Red is Beautiful
Celebrating 50 years of artmaking, here’s a sneak peek of the Robert Houle retrospective coming this winter.
Robert Houle. Red is Beautiful, 1970. Acrylic on canvas, 45.5 x 61 cm. Musée canadien de l’histoire / Canadian Museum of History, V-F-174. © Robert Houle
Since the 1970s, contemporary Anishinaabe artist Robert Houle has been actively changing the way we see contemporary Indigenous art. A pivotal figure, his presence is felt every day at the AGO – his storied installation Seven Grandfathers (2014) hangs in Walker Court, and visitors to the J.S. McLean Centre for Indigenous & Canadian Art will immediately recognize his work Premises for Self-Rule: Constitution Act (1982) and the triptych The Pines (2002–2004). So how exciting to present at the AGO a major career retrospective of his work – Robert Houle: Red is Beautiful, opening December 3.

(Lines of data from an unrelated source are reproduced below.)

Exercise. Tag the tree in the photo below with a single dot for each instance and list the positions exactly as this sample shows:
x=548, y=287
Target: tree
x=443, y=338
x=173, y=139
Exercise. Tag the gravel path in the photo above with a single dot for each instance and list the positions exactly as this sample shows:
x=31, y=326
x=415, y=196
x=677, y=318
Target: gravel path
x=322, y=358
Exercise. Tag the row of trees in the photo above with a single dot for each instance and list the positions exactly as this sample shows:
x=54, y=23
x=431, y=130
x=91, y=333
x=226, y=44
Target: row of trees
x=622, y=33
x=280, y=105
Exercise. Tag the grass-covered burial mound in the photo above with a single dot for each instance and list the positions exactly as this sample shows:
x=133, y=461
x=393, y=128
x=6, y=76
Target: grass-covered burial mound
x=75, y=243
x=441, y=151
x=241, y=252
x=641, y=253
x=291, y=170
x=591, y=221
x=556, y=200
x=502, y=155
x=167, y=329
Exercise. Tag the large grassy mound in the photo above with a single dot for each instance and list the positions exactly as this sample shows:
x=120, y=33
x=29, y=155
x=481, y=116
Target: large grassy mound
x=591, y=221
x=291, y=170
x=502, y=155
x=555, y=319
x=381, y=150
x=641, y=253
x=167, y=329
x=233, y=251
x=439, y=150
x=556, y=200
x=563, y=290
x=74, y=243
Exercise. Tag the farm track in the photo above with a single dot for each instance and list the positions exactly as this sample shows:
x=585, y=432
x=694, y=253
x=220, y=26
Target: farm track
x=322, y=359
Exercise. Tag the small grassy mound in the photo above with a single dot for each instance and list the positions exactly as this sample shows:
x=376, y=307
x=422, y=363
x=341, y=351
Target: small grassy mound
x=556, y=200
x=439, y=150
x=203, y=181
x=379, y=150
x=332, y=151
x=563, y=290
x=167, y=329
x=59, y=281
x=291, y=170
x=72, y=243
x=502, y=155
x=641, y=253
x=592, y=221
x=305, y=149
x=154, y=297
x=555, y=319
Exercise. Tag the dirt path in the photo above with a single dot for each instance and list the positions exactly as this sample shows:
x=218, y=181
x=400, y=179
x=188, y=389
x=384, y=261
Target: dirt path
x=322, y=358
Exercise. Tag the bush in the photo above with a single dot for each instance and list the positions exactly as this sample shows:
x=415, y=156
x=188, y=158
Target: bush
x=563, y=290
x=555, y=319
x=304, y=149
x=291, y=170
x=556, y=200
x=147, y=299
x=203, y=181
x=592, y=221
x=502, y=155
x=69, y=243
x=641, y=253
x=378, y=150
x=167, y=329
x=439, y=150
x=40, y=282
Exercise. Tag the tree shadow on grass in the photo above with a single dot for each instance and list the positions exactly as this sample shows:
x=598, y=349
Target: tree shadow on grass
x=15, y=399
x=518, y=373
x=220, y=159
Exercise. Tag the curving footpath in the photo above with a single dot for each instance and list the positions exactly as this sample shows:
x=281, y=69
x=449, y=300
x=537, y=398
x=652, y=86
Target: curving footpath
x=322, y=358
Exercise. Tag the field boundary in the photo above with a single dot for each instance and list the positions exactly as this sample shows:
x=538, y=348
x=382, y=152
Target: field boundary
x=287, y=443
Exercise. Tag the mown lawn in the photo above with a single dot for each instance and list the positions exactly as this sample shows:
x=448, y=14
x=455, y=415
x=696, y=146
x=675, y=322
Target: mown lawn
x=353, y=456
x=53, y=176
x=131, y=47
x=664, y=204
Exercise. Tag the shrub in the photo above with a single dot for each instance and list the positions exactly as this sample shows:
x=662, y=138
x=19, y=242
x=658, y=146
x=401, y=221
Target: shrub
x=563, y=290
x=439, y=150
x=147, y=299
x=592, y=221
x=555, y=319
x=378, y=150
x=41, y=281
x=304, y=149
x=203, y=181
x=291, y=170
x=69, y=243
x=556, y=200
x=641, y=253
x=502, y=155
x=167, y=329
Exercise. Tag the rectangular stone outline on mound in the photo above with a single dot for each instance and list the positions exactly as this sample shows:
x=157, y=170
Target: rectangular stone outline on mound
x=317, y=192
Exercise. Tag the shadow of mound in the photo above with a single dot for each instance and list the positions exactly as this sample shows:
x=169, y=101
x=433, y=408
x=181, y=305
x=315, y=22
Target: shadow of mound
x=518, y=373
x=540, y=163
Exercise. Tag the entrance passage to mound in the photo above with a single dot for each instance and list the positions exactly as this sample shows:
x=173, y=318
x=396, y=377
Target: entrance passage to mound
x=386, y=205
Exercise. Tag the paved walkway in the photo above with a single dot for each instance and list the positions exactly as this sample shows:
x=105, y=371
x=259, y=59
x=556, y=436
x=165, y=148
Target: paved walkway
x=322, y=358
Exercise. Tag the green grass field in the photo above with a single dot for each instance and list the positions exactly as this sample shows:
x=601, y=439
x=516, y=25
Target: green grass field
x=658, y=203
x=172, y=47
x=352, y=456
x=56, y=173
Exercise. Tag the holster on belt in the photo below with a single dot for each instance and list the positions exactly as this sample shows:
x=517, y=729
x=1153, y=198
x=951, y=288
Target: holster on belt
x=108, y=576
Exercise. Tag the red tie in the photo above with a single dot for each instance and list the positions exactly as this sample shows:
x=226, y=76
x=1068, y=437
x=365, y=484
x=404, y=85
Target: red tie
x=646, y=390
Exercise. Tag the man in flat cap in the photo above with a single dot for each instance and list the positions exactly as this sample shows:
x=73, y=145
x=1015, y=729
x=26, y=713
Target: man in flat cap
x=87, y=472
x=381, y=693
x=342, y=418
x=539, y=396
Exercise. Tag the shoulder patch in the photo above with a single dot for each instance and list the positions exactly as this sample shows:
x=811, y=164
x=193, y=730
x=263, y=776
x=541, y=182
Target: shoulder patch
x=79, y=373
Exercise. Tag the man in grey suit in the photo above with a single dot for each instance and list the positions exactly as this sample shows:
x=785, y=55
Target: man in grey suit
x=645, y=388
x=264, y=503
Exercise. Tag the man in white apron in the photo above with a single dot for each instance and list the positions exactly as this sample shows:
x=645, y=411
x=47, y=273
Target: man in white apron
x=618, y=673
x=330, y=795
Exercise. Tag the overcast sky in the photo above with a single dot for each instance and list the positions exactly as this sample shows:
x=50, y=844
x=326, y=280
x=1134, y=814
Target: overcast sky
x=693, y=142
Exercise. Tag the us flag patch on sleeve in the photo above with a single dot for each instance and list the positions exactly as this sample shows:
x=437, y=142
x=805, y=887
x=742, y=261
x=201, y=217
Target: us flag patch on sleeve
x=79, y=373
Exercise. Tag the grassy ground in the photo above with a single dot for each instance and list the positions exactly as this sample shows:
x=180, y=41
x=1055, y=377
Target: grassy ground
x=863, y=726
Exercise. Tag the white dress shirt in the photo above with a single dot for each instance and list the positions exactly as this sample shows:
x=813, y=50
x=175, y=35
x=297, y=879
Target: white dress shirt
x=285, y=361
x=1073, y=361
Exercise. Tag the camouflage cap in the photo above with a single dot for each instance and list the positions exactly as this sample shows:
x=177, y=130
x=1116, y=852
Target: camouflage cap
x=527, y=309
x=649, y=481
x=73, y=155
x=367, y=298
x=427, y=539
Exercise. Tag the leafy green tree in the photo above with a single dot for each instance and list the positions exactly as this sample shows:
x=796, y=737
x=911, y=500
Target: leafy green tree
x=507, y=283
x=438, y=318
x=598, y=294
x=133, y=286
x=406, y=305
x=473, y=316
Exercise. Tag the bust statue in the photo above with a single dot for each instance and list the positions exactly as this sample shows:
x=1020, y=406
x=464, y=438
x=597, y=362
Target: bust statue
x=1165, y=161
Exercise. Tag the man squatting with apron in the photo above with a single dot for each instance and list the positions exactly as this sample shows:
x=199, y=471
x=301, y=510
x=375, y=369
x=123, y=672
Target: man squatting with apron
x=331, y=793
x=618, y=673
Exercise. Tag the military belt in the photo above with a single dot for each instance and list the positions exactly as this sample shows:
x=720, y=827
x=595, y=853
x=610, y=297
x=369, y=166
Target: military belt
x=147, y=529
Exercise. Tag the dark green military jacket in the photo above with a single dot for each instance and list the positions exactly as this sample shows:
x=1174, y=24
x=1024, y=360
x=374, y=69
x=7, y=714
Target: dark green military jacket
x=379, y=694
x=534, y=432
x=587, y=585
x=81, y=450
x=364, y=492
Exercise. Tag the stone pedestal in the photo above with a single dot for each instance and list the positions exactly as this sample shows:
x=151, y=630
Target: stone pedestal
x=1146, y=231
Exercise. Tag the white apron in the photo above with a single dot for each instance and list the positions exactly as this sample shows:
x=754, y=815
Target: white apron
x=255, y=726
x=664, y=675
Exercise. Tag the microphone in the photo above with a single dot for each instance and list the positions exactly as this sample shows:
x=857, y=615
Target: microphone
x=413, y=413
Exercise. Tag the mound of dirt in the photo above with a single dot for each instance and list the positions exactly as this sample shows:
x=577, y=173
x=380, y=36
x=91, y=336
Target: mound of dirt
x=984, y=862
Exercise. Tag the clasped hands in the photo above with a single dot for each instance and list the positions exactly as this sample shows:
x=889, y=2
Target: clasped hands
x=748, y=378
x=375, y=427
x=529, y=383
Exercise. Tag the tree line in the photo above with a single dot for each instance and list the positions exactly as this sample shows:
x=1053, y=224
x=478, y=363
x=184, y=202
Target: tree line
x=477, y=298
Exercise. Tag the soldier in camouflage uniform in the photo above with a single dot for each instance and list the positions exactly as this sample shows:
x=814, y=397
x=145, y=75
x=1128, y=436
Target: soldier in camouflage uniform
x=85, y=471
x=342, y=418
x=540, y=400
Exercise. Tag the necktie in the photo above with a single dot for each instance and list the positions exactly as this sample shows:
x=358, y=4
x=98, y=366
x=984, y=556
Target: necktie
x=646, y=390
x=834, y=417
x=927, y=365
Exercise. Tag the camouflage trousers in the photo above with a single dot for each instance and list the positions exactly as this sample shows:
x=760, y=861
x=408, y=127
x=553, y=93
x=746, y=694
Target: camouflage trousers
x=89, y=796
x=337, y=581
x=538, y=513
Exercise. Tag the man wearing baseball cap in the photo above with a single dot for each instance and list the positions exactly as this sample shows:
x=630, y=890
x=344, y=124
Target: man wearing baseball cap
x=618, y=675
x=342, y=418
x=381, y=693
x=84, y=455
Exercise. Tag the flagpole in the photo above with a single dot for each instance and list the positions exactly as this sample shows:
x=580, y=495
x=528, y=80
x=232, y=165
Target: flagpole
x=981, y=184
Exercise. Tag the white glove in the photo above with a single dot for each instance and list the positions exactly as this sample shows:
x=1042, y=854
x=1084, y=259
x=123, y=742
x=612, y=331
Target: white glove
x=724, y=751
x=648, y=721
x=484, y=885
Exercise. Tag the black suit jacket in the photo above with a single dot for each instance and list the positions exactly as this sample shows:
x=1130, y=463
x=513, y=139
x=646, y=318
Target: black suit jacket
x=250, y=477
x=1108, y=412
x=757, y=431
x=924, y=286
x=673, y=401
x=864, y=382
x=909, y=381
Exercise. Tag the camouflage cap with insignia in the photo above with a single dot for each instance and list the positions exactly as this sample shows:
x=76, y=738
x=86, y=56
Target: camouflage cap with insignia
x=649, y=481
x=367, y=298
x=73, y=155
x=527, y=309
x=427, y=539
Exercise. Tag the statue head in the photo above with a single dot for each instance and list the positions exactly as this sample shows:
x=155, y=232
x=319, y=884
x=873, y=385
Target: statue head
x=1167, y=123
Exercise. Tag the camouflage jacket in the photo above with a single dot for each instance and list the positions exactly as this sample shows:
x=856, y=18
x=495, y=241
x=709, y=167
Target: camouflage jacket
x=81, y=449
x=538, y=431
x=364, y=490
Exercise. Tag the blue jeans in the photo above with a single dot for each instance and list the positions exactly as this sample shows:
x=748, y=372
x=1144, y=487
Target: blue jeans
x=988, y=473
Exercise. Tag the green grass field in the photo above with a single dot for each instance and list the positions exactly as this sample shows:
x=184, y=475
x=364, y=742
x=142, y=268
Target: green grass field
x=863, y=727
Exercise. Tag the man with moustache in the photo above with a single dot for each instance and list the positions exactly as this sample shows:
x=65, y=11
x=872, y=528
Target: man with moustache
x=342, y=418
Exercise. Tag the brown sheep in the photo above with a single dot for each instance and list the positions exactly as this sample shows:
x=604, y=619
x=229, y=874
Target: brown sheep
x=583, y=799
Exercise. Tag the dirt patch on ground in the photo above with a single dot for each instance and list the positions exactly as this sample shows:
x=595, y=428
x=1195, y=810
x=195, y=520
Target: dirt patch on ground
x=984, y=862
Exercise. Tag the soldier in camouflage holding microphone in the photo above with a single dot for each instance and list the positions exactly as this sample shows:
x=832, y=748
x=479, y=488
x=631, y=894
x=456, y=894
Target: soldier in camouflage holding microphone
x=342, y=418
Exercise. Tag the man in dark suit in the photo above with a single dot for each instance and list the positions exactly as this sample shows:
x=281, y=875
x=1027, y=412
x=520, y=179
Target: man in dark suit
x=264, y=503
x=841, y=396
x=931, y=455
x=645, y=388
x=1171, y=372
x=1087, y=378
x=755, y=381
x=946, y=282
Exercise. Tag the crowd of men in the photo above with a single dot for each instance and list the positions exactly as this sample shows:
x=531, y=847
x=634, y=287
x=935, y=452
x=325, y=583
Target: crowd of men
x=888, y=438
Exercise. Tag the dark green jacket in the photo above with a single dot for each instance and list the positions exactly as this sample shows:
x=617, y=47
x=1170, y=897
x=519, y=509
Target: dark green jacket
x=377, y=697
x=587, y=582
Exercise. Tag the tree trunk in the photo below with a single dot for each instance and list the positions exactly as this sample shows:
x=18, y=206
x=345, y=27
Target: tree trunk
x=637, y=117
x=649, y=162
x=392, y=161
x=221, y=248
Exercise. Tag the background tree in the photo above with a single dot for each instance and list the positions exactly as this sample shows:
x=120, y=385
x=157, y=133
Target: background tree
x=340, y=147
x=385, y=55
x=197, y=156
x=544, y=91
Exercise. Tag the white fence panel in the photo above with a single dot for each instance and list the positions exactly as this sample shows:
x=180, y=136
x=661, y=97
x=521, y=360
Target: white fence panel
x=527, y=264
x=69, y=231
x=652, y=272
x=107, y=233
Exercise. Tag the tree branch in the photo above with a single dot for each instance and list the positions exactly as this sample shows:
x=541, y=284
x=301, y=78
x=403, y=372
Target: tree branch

Bringing to the Sam & Ayala Zacks Pavilion more than 100 artworks made between 1970 and 2021, including large-scale installations, monumental paintings and drawings, the exhibition reflects on topics including nuclear fallout, residential schools, Indigenous sovereignty and the birth of Canada.
We will share more exciting details about this exhibition in the weeks to come. In the meantime, feast your eyes on some of these fantastic artworks coming soon to the AGO.
Robert Houle: Red is Beautiful is organized by the AGO and curated by Wanda Nanibush.